In my mind, I can already hear the news reports: “Today, a shooting happened at the local high school. The shooter was a ninth-grade male with purple hair wearing a stinky Vikings jacket. No one knew much about him, and all of his classmates say that he was quiet. When we contacted the boy's father, he gave no comment. The boy shot four other students and a teacher, killing them all, and used the last bullet to take his own life. Another tragic case of a loner student seeking revenge for reasons that none of us may ever understand.” Right there, there may be the obligatory interview with some crazy crying girl who they assume must know me, but actually has never met me in her life. The reporter will strike a pose, a saddened look on his face, and then, facing the camera, say, “Back to you, Charlie.”

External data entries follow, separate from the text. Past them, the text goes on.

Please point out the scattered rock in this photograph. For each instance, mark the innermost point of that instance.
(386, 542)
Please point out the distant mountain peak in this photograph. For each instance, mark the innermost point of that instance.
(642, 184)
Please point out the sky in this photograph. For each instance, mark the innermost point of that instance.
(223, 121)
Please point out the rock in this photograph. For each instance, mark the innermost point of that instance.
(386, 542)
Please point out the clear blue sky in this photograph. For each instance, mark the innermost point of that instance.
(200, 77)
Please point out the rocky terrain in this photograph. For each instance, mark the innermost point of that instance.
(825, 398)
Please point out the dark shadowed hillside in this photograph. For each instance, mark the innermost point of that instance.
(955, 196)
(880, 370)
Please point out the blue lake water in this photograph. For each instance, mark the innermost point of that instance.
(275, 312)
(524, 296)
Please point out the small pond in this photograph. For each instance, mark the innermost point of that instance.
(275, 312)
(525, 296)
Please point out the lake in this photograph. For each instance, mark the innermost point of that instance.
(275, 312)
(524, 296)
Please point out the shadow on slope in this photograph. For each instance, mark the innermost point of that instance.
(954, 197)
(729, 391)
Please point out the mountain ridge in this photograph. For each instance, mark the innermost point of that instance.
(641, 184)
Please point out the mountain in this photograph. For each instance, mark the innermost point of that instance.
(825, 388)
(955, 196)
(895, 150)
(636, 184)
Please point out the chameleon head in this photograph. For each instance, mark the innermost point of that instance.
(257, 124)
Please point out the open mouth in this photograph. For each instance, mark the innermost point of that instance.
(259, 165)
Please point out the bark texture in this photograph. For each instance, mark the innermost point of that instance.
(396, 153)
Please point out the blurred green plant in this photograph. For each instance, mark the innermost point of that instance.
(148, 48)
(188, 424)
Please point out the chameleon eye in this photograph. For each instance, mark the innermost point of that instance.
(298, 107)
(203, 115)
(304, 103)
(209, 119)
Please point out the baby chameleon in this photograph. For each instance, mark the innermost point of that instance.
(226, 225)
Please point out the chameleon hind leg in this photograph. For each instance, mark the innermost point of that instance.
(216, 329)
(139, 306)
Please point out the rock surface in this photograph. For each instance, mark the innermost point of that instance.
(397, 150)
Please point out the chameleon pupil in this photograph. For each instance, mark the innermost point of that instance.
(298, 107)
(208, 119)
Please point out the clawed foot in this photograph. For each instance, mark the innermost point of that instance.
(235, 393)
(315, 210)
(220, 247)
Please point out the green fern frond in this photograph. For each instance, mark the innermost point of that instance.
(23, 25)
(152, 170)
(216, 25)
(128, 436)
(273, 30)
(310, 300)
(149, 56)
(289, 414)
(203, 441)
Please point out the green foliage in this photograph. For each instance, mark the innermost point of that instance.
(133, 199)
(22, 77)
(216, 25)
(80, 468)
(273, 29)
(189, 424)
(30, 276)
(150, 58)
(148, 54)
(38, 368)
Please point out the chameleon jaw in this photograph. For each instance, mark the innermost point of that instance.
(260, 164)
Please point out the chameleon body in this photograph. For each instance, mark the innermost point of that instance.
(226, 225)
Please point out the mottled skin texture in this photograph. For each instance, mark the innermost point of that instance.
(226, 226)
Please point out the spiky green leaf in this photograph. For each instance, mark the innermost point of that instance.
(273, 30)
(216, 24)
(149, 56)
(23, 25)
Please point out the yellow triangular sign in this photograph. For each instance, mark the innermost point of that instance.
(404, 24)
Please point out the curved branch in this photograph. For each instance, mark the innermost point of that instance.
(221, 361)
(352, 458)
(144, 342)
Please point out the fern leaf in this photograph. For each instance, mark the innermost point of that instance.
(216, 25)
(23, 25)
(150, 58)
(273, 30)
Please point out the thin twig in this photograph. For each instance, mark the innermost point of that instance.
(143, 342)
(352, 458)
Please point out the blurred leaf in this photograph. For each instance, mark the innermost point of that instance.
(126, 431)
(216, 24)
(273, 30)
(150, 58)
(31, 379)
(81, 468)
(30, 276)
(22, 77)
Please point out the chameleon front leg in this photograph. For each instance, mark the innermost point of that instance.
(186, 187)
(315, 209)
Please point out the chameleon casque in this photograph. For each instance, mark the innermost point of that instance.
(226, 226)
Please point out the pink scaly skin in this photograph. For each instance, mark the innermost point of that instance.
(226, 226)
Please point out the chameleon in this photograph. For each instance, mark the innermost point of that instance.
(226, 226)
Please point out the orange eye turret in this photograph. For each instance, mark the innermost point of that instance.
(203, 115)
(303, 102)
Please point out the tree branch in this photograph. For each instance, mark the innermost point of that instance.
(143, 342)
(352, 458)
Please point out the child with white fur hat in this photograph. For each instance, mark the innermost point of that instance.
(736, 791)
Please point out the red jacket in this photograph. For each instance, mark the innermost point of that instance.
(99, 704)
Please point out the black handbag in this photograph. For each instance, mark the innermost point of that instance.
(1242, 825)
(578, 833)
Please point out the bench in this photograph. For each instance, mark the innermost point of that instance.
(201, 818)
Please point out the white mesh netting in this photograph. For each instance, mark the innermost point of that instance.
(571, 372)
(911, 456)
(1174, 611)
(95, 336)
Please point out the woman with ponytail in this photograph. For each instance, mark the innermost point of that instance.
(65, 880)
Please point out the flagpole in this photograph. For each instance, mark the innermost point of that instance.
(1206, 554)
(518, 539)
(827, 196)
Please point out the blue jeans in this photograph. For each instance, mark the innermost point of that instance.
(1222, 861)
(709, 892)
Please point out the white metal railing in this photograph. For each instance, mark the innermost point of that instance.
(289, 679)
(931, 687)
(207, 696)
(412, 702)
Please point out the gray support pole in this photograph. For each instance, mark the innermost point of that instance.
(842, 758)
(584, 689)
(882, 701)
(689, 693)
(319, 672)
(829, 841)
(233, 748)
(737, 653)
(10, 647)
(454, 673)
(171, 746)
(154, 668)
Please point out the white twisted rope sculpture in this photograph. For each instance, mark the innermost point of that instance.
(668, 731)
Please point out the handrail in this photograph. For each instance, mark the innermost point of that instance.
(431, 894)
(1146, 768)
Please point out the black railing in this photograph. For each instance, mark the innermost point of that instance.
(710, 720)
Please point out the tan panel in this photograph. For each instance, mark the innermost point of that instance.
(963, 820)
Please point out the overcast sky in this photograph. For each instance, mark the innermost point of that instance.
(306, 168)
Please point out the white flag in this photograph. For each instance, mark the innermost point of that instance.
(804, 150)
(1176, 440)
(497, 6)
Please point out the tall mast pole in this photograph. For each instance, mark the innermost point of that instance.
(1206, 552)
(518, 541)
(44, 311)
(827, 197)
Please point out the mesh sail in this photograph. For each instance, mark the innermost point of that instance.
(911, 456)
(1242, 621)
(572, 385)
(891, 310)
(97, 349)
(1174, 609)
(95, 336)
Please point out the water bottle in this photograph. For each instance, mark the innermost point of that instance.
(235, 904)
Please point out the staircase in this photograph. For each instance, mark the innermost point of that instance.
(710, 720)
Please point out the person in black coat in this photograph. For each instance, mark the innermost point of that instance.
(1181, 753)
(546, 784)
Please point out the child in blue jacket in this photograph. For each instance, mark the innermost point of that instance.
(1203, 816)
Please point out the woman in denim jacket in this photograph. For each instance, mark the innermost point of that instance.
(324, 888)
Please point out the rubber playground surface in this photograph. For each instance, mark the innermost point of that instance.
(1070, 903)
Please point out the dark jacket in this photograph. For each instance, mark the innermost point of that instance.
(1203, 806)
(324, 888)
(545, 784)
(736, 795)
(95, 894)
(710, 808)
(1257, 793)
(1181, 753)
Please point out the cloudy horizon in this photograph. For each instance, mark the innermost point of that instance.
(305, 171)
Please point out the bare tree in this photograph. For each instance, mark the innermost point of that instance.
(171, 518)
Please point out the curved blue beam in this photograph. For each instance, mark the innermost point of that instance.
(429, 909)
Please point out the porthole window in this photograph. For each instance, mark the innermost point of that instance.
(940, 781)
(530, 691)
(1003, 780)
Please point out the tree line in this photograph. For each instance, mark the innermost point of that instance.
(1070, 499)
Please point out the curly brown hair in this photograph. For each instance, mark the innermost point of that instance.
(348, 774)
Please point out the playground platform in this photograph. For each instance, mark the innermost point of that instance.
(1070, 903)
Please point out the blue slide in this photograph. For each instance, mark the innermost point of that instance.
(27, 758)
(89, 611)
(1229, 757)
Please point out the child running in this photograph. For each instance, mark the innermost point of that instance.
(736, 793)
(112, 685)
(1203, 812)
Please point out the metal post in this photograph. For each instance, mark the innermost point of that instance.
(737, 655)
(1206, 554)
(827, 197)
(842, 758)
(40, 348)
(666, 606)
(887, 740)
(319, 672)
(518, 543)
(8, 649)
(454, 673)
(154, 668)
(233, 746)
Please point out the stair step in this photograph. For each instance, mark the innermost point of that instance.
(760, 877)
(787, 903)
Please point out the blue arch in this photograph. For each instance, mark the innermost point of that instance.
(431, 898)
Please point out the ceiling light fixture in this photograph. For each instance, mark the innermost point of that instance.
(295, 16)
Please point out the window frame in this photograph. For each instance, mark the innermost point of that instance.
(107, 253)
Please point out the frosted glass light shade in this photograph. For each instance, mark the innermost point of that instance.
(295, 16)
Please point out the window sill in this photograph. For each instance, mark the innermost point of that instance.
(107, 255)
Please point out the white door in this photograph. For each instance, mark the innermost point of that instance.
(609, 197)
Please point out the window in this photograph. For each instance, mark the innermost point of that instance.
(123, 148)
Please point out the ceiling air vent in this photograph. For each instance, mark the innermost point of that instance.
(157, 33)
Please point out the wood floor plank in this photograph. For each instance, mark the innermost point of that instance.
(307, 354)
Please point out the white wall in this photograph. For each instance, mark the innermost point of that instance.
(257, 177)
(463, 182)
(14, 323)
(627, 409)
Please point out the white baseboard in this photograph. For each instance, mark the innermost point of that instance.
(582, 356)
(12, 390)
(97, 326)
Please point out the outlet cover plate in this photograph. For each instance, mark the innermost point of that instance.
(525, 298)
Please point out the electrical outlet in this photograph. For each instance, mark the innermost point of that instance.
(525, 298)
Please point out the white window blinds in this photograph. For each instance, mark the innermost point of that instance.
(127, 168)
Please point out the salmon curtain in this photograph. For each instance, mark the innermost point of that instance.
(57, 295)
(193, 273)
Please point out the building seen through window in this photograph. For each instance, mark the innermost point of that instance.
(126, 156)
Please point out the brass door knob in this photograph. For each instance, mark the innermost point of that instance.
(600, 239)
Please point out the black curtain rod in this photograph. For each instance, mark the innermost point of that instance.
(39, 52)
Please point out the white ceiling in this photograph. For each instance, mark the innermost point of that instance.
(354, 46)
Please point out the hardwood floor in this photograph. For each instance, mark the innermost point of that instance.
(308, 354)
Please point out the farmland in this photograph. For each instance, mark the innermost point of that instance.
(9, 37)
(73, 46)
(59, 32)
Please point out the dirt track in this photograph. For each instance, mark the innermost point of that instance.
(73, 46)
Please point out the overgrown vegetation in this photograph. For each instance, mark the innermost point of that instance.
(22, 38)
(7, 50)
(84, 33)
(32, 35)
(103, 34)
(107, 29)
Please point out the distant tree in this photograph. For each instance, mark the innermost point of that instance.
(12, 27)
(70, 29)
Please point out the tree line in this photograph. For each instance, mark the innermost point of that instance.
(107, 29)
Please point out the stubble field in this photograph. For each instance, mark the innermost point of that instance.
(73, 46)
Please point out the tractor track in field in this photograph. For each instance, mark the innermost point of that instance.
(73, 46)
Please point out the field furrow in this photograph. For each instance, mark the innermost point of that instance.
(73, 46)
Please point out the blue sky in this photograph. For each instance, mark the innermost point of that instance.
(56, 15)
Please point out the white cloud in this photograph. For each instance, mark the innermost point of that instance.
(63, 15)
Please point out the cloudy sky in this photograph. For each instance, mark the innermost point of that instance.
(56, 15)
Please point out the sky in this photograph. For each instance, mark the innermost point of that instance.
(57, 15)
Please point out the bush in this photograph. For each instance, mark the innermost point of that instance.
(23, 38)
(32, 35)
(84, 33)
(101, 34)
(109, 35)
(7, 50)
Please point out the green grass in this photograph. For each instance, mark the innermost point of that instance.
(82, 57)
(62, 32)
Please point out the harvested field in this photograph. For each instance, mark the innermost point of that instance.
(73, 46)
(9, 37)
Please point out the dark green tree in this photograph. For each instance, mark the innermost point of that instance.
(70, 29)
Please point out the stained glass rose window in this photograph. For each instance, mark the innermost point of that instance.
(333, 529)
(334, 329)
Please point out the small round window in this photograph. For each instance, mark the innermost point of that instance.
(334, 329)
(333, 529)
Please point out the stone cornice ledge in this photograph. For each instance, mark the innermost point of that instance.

And then they'll go on to the weather. Isn't that always the way it goes? “Oh, what a terrible tragedy. Are we expecting more snow this weekend, Bob the Weatherman?” I'm so tired of this life, of this world, of these stupid people. It's time for it to be over. I'm just so sick of it all. The bus driver's playing Christmas music, and for just a second I think about my grandparents and how I won't get to see them anymore, and my throat closes off and a tear runs down my face. No one notices, no one cares. Another tear slips down my cheek, and I slide my hand inside my jacket to touch the gun. Its hard anger reassures me.
The bus screeches to a stop. I wait until the rest of the kids get off, and three or four of them shove me down into my seat as they pass. The jock I was sitting next to barely notices me as he brushes past and disappears off the bus into the school. I walk quickly to the back of the bus and collect my backpack and my books, which are scattered everywhere. Reasonably certain that I have everything, and more certain that none of it matters anyhow, that it's all for show and I'll never read these books again, I walk back to the front of the bus, thank the driver (why did I do that? I wonder), and step down onto the sidewalk. I walk down the sidewalk, and for just a minute I think that someone must have noticed, that any second I'll get tackled by a cop and taken to some psychiatric ward. I keep hoping for that until my hand touches the crash bar on the door to enter the school. My right hand slips quietly into my jacket again. The door swings inward as I push on it, and I walk into the school.